Great (or Compelling) Nielsen Conductors? Other than Erik Tuxen, Thomas Jensen, and Launy Grøndahl, whose recordings give us glimpses of how Nielsen himself approached his own music, I would also mention:
Bernstein: for this unrelenting energy and non-sentimental approach to Nielsen's rugged symphonic landscape, and yet found much humanity in the writing that's swelling. Take the beautiful second part of the Fifth Symphony's first movement for instance. And special mention must go to Elden C. Bailey, perhaps the most captivating snare drummer on record.
Bryden Thomson: for his straight-faced, unadorned approach to Nielsen, yet give the works the appropriate level of cragginess they require (the Third Symphony, for instance, which is among the best in the market in my opinion). Yet he has something fresh to say, like in the First Symphony for instance.
Myung-whun Chung, Blomstedt & Jarvi: who share the virtues of Bernstein, but with the dynamism that does not distract from Nielsen power of communication (but enhances it instead).
Ole Schmidt: his ensemble can be scrappy, but the sheer vitality and intensity of their readings cannot be ignored.
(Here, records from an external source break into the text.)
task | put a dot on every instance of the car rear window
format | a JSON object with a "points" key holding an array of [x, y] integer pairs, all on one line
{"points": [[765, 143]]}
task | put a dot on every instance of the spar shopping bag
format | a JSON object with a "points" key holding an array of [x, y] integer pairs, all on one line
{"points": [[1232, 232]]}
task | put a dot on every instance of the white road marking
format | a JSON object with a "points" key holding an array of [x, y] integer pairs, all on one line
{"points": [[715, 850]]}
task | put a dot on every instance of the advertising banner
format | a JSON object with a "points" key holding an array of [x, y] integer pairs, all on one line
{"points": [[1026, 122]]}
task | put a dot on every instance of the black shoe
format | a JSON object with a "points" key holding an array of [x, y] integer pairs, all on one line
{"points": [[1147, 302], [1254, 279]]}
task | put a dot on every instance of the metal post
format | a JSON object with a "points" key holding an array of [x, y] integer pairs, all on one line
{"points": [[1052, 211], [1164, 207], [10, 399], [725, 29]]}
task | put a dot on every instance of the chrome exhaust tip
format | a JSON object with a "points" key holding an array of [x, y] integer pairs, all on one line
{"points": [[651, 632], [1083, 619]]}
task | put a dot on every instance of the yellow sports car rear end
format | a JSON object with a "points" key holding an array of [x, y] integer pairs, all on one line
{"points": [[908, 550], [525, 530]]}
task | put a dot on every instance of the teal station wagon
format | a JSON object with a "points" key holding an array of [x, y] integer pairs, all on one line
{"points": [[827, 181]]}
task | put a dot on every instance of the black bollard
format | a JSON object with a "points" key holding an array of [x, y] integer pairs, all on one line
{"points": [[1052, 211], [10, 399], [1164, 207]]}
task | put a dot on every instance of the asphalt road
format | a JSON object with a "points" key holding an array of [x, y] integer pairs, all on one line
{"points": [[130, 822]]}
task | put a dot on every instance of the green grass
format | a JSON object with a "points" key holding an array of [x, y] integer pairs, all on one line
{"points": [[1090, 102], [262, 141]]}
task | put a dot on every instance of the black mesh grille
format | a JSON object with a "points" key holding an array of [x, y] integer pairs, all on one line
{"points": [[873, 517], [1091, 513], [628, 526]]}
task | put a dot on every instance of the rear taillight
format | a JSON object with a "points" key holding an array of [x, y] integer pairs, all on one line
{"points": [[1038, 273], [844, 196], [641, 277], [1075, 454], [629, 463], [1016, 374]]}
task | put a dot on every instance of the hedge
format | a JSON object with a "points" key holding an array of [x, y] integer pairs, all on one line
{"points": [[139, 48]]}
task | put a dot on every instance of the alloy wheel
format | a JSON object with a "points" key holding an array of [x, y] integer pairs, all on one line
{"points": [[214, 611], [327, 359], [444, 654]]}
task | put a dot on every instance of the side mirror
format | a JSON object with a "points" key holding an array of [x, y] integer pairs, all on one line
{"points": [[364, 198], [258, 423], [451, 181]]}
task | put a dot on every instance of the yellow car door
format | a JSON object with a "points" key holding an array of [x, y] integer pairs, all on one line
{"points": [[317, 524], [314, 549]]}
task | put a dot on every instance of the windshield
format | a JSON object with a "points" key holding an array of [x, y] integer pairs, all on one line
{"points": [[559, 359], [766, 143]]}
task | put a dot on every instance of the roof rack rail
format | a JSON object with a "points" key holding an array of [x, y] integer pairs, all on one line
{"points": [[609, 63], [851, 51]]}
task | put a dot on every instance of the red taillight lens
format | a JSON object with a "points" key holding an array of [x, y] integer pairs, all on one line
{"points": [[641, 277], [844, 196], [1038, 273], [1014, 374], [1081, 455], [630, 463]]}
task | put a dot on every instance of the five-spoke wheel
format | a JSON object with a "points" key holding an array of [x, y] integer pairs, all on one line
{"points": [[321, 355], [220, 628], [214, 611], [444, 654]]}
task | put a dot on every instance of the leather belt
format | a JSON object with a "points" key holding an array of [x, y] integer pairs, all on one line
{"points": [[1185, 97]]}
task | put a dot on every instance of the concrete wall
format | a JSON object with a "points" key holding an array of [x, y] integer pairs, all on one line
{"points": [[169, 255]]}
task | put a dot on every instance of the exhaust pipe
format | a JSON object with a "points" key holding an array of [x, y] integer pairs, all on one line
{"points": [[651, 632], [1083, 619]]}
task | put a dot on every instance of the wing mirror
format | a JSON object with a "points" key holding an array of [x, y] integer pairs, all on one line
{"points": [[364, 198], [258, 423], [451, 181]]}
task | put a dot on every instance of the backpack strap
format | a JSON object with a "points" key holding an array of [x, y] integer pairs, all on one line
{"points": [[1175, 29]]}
Douglas Bostock: for his unerring sense of directness and warmth (despite balancing issues in some of the recordings).
Horenstein: Unfortunately he did not do as much Nielsen as I would have like to see, but his efforts are more than noteworthy. His recording of "Saul and David" demonstrates the level of his sympathy with the score and his understanding of the composer.
Other glowing recordings:
Zubin Mehta with the Los Angeles Philharmonic (Nielsen's Fourth).
Solonen with the Swedish Radio Symphony (Nielsen's Second).
Kubelik with the Danish Radio Symphony (Nielsen's Fifth, a very fresh, insightful reading).
Ormandy with the Philadelphia (Nielsen's Sixth).
Bernstein with the Royal Danish Orchestra (Nielsen's Third).
Ulf Schirmer with Soloists and Danish National Royal Symphonic Orchestra and Choir (Maskarade).
Gennady Rozhdestvensky and the Danish Radio Symphony (Aladdin).
Thomas Dausgaard with the Danish Radio Symphony (Nielsen's overtures).
But enough of my take. Please, what say you?